# Java Moss Ideas needed.



## Sunstar (Jul 29, 2008)

I got more moss than I can shake a stick at right now. I plan on wrapping some driftwood up or keeping it in a bucket for a while. but I have a lot. Now I know I want to do the moss wall idea. 

ALso there are some unmoveable rocks and log in my tank that might look nice iwht some on. The best way to do this is....thumb tacks?

I just need wonderful ideas because this is wonderful stuff.


----------



## Ciddian (Mar 15, 2006)

Your could try a hair net and some fishing line... perhaps. It might be tricky without being able to remove it. 

I saw java moss weaved into rope before and hung from the top of the aquarium. It looked pretty neat after it filled in...

I am sure some people here will have excellent ideas.


----------



## twoheadedfish (May 10, 2008)

i HATE tying down plants. i have hands like like bowling balls...

someone here mentioned notching wood in two places and jimmying fishingline in there nice and tight so you don't have to tie it. it's virtually the only way i can tie plants down.


----------



## Calmer (Mar 9, 2008)

Ciddian said:


> I saw java moss weaved into rope before and hung from the top of the aquarium. It looked pretty neat after it filled in...


I had almost forgotten about the rope weaving. Thanks for reminding me. 
I saw a picture online and it looked like ivy growing up a tree trunk. Very impressive.


----------



## Sunstar (Jul 29, 2008)

Precicely how is this rope weaving done?

I am toying wiht the idea of a micro aquarium.... I got one of those chocolate boxes that come in clear plastic with gold foil wrapped yummies. I forget their name. roache? Put some sand in that with some fert tabs and added the moss to it. Maybe if this works I will add some glosso if I can spare some. It's just comming in.


----------



## hojimoe (Mar 7, 2008)

i suggest staying away from hairnets...I know I use them...but earlier this week I nearly lost my newest BN pleco after I found him entangeled in one...He dug himself under the driftwood and up into the net... he was cut on his lip and has some tattered fins, but he's doing well..the cut lip has already healed thanks to meds


I'd stick to thread or fishing line


----------



## Calmer (Mar 9, 2008)

Sunstar said:


> Precicely how is this rope weaving done?.


I have yet to try this but it may work this way:
Hold the rope with both hands and twist the rope in the opposite direction to the way the strands lay.
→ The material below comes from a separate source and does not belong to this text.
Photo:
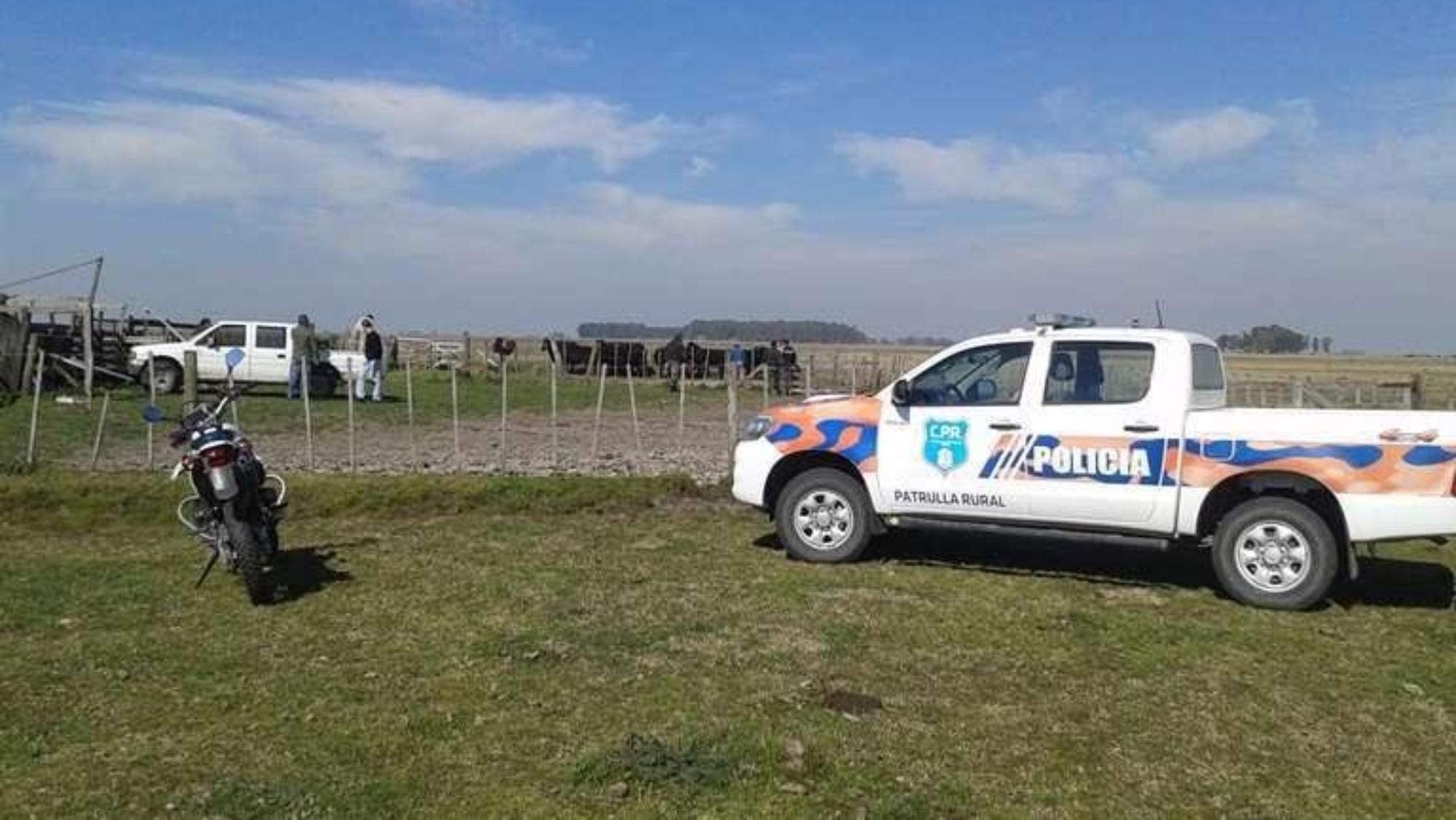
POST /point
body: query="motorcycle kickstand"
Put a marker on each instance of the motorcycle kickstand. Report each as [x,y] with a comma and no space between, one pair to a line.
[212,560]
This opens up the strands and you place a piece of Java Moss in the opening and then let go. Repeat until the rope is covered from top to bottom. You can crazy glue a stone to one end of the rope as a weight and let it drop into the water. Glue a stone on both ends and make an arch. I guess the rope would be made of polypropylene because it is inert and would not rot. The best part is when you need to prune all you have to do is pull the Java Moss rope out of the water to do that.


----------



## hojimoe (Mar 7, 2008)

Calmer said:


> I have yet to try this but it may work this way:
> Hold the rope with both hands and twist the rope in the opposite direction to the way the strands lay. This opens up the strands and you place a piece of Java Moss in the opening and then let go. Repeat until the rope is covered from top to bottom. You can crazy glue a stone to one end of the rope as a weight and let it drop into the water. Glue a stone on both ends and make an arch. I guess the rope would be made of polypropylene because it is inert and would not rot. The best part is when you need to prune all you have to do is pull the Java Moss rope out of the water to do that.
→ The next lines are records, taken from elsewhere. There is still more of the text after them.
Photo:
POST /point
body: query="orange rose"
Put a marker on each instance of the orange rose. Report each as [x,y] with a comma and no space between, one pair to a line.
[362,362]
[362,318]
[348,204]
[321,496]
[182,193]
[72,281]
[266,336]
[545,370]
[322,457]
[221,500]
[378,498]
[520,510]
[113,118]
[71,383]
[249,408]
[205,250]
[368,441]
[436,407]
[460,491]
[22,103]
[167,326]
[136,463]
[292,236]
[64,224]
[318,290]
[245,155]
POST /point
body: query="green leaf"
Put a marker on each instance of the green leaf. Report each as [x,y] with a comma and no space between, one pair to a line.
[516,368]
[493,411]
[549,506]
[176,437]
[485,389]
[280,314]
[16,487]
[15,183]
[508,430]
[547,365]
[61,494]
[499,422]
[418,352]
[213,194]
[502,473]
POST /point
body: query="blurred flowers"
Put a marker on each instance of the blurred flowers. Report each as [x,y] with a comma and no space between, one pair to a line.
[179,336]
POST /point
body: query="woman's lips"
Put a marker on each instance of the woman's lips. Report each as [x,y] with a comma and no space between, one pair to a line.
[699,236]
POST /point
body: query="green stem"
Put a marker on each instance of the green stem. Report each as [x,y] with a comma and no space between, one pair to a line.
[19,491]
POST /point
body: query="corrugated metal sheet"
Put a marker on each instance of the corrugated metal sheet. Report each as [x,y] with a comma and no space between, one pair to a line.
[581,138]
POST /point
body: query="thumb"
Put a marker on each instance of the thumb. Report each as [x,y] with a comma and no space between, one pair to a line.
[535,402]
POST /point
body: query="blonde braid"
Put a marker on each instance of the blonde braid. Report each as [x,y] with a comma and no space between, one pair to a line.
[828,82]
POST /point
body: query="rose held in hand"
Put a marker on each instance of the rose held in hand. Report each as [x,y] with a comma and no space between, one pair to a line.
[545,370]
you just gave me some sick ideas for polypro...I have access to all kinds of plastics at school and at work..polypro, polyeth, copoly, subortholyne, ortholyne..... mwuhahaha


----------



## Calmer (Mar 9, 2008)

hojimoe said:


> you just gave me some sick ideas for polypro...I have access to all kinds of plastics at school and at work..polypro, polyeth, copoly, subortholyne, ortholyne..... mwuhahaha


I fear the world will never be the same again.


----------



## Sunstar (Jul 29, 2008)

I got a bit of driftwood today, I baked it for about 5 hours. I have inserted it into the tank, and I suckered it to the side, I am holding it down with a rock and hopefully I can add moss later. 
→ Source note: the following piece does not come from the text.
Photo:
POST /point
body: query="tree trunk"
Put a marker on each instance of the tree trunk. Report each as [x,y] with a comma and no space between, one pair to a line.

Quesiton now, and I read about it. Driftwood has a tentancy to get a fungus. So when do I put the moss on?


----------



## duffgrot (Jul 4, 2008)

You should stick with hardwoods, typically malaysian or mopani. Non-store bought wood is tricky if you don't know what type it is. As well, you take a greater chance adding parasites or drastically changing your pH if its the wrong kind of wood or someone nasty hitches a ride.


----------



## Sunstar (Jul 29, 2008)

I bake the living slag out of the wood. I cooked the current peice for about 5 hours gradually increasing hte heat to 300F. As for PH, it seems to be doing fine. Mopani wood is a wood that should not be harvested for environmental reasons.


----------